The invention relates to the technical field of unmanned aerial vehicles, in particular to an intelligent battery circuit of an unmanned aerial vehicle, an unmanned aerial vehicle circuit system and the unmanned aerial vehicle.

Background

The unmanned plane is called unmanned plane for short, and is called UAV in English, and is an unmanned plane operated by radio remote control equipment and a self-contained program control device. The unmanned aerial vehicle can carry various loads to complete various complex tasks, and particularly has wide application in various fields such as photography, pesticide spraying, fire prevention and disaster relief, communication, public security and antiterrorism, drug control and smuggling and the like.

In the prior art, the detection of the power of the unmanned aerial vehicle battery in the prior art simply detects the OCV (open circuit voltage) of the battery, and indicates the available power of the unmanned aerial vehicle through the OCV and SOC (remaining power) comparison table provided by a battery core manufacturer. This method can measure different values under different throttle and cannot tell the user exactly how long the aircraft battery is available.

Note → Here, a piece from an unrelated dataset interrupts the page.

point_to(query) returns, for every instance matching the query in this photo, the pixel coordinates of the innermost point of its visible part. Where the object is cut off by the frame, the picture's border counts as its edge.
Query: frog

Accordingly, a technical solution is desired to overcome or at least alleviate at least one of the above-mentioned drawbacks of the prior art.

Disclosure of Invention

It is an object of the present invention to provide a drone smart battery circuit that overcomes or at least mitigates at least one of the above-mentioned disadvantages of the prior art.

In order to achieve the above object, the present invention provides an intelligent battery circuit for an unmanned aerial vehicle, comprising: the battery pack unit comprises a plurality of battery strings which are connected in parallel, each battery string is formed by connecting a plurality of single batteries in series, and the battery strings which are connected in parallel have an output end; the input end of the microcontroller is communicated with the output end of the battery pack unit; a voltage acquisition circuit disposed between the battery pack unit and the microcontroller; the current acquisition circuit is arranged between the battery pack unit and the microcontroller; the voltage acquisition circuit is used for acquiring the voltage of each single battery in the battery pack unit, converting the acquired voltage into a voltage signal of the voltage acquisition circuit and transmitting the voltage signal to the microcontroller; the current acquisition circuit is used for acquiring the voltage of the battery pack unit, converting the voltage into a voltage signal of the current acquisition circuit and transmitting the voltage signal to the microcontroller; the microcontroller is used for receiving and processing the voltage signal of the voltage acquisition circuit and the current signal of the current acquisition circuit and converting the voltage signal and the current signal into a residual electric quantity signal.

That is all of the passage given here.